There are two primary types of health insurance:

  • Individual: Individual insurance plans are purchased directly from insurance providers, from the Health Insurance Marketplace, or through agents and brokers. They are designed to cover either the purchaser alone or the purchaser and their family.
  • Group: Group plans are purchased by employers from insurance providers and offer coverage for individual employees. These plans have their premiums subsidized by the employer, and coverage for employee spouses and dependents can often be added.

Group plans remain the largest market segment, with 49.6% of all Americans enrolled in group plans as of 2019. But individual plans are also on the rise thanks to the Affordable Care Act (ACA). In 2023, an all-time high of 20 million Americans enrolled in health plans from the Health Insurance Marketplace or state-based marketplaces.

However, many people may wonder if they’re better served with employer-sponsored or individual healthcare plans. Read on to take a closer look at group vs. individual health insurance to decide which option would be best for you.

Group vs. Individual Insurance At a Glance

Premium cost
Typically lower or “free”
Typically higher
Option availability
Provided by employers
Any available plans within federal or state Health Insurance Marketplace

What is Group Health Insurance?

Group health insurance, also called employer-sponsored healthcare insurance, is qualifying health coverage provided to a group of people — such as employees — on behalf of an agency or employer. Eligible employees can choose to opt into one of the group plans offered by their employer.

Employers subsidize these plans, which means group health insurance often features significantly lower premiums than individual health insurance plans. On average, workers contributed 17% of the total premium for single coverage and 28% of the premium for family coverage in 2021, while employers paid for the rest. You can typically add your spouse and dependents to a group plan at an additional cost, ensuring they receive the same health insurance coverage.

Because group health insurance is offered by employers, enrollees are limited to only the options offered by their employer. In addition, plans are generally not portable, meaning plan coverage typically terminates once you leave the employer.

Eligibility and Enrollment

Group health insurance is generally available through employer-sponsored plans. Eligibility is typically based on specific criteria set by the employer, such as:

  • Being a full-time employee
  • Working a minimum number of hours
  • Achieving a certain tenure at the workplace

In many cases, enrollment in group plans occurs during a designated period each year, known as open enrollment. Each group plan may have a different open enrollment period.

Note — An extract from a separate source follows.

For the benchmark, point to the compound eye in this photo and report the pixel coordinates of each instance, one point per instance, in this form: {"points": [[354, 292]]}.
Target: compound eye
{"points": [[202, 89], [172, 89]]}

Exceptions are commonly made for qualifying life events, such as marriage or childbirth. When a qualifying life event occurs, you can make coverage adjustments outside of the designated open enrollment period.

Coverage Specifics

Group health insurance plans are required to be Affordable Care Act (ACA)-compliant, meaning they must conform to regulations. ACA-compliant plans must not deny coverage or charge more due to pre-existing conditions. They also must provide comprehensive coverage that includes:

  • Outpatient care
  • Emergency services
  • Hospitalization
  • Pregnancy, maternity, and newborn care
  • Mental health and substance abuse treatment
  • Prescription drugs
  • Rehabilitative services and devices
  • Laboratory services
  • Preventive and wellness services
  • Pediatric services, including oral and vision care

Dental and vision plans for adults are typically not included in group health insurance plans. However, many employers offer separate dental and vision plans, allowing employees to choose additional coverage that meets their needs.

It’s important to note that group health insurance is directly tied to employment, so coverage typically ends when you leave the company. A period of unemployment or a transition period between jobs may leave you with a coverage gap. This makes it critical to understand your options for continuing health insurance through programs like COBRA or exploring individual insurance plans.

Pros and Cons of Group Health Insurance

  • Lower premiums
  • Lowered taxable income
  • Lower cost to add dependents
  • Coverage tied to employment
  • Limited to employer offerings
  • Challenging claims


  • Lower premiums because employers subsidize costs. In group health insurance plans, employers contribute to a portion of the premiums. While there’s no fixed percentage for coverage, employers may pay upward of 50% of the total premium per month, in turn helping defray the cost of health insurance for employees. 
  • Premium contributions can lower your taxable income. Premiums paid on group plans may be deducted from your pre-tax income, which means they’re not subject to federal or state income taxes. This can help lower your overall taxable income.
  • Dependents and spouses can be added to plans at lower costs. Adding dependents and spouses to group health insurance plans is typically more cost effective than having individual policies for each family member. Group plans are negotiated by employers, so families can enjoy comprehensive coverage at reduced rates.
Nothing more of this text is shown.